Looking back at the year, there is so much that stands out. Much of it I have written about here, or posted about on twitter and facebook, but much of it has been little moments. Things like recieving an email saying thank you or a phone call from an old mentor now asking your opinion on something. Finding yourself standing on top of a mountain looking out at a world that once seemed to be an immeasurable place. Watching an old dog become young at the sight of snow, or drinking hot chocolate on a winter's day. Walking on a sidewalk and watching someone come towards you in the snow, just knowing that something great was about to happen. These little moments that take your breath away and that seem to happen so much more in Colorado.

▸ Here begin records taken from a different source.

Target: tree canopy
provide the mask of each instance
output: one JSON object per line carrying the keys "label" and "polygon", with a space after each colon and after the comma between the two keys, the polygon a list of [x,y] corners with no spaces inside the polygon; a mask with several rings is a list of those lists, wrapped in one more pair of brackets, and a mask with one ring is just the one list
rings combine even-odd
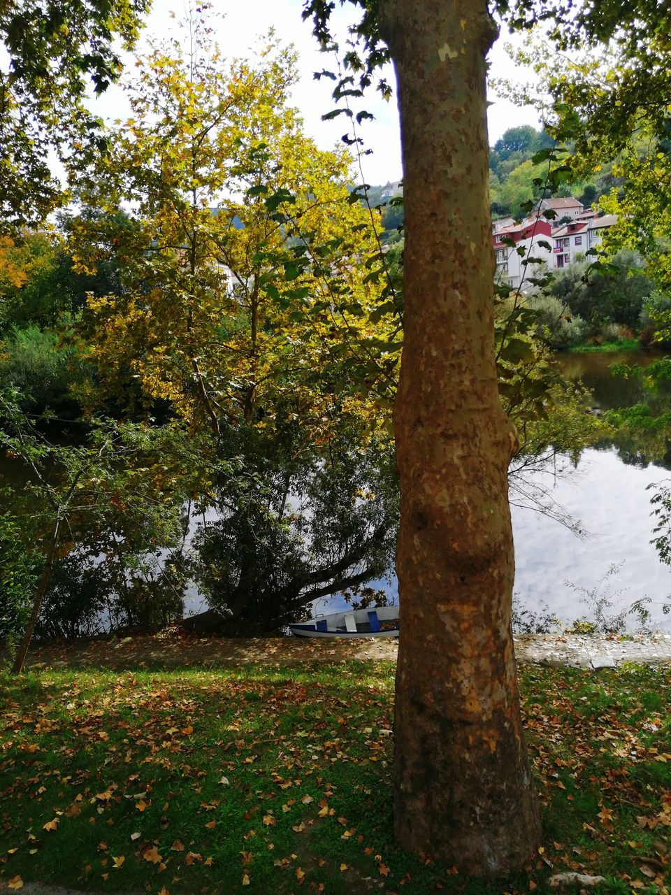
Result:
{"label": "tree canopy", "polygon": [[64,162],[103,151],[85,105],[119,78],[149,0],[2,0],[0,226],[38,223],[62,200],[49,152]]}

I can not wait to see what another year brings.

Standing on top of mountains.


The little moments. 




Sunday, February 22, 2015

The Last Post on RCD

I have sat down to write this post many times over the last couple weeks. Scribbles to sentences to pages but inevitably they have all ended up in my (now overflowing) trashcan. Considering that there is no recycling in our complex, you can see why this bothers me.

Since August I have been dealing with the ramifications and complications stemming from what is known as refractory (unresponsive) celiac disease, or RCD. Odd blood work numbers in May led to the diagnosis, which led to the discovery of abnormal tissue growth in the lining of my digestive system. I went on a slew of medications this past fall to try and bring down the inflammation in the tissue and to limit any further abnormal tissue growth. For a while it seemed to be working, then it wasn't, then it was again. The unknown seesaw known as the human body. 

Early last week I took my last round of immunosuppressants and steroids – designed to do everything mentioned earlier and push the RCD into a dormant state by essentially resetting my immune system. However, during the appointments that followed a new mass was discovered during a series of routine scans. I went in for an endoscopic mucosal resection on Friday and on Monday I sat down with the doctors to go over what was found and what my options would be moving forward.

They had not been able to remove all of the abnormal tissue growth and although they wanted to try another round of medications, or another surgery I chose to take a step back and see what happens. RCD can go into dormancy just as quickly as it flares up and my hope is that it has been beaten into submission for the time being. I will be undergoing periodic tests to ensure it has truly been mitigated but for now I am done tearing my body apart – physically and chemically.

This is not without some concern, but I have my reasons. Ever since we began decreasing the doses of medications I have been feeling better. Running, cycling, pilates, the list of things that I can enjoy once more goes on. My mood is better; I’m happier and significantly less depressed. Right now, being able to enjoy getting up every morning is amazing. I have a new found appreciation for sleeping through the night. 

I struggled with this post for the longest time because I did not want to sugar coat it, but neither did I want to paint an unrealistically dark picture. In the end this is something I will always have to be mindful of with my health, but it does not and will not affect my every day life. Long term it just means adjusting to a new normal.

Thanks to everyone for your kinds words, prayers, thoughts, lucky pigs and support. Being so far away from home made for more time alone in a hospital than I could ever keep track of but I hope you know that you all made a world of difference. I hope you never find yourself needing that same support, but if you do know that I will be there.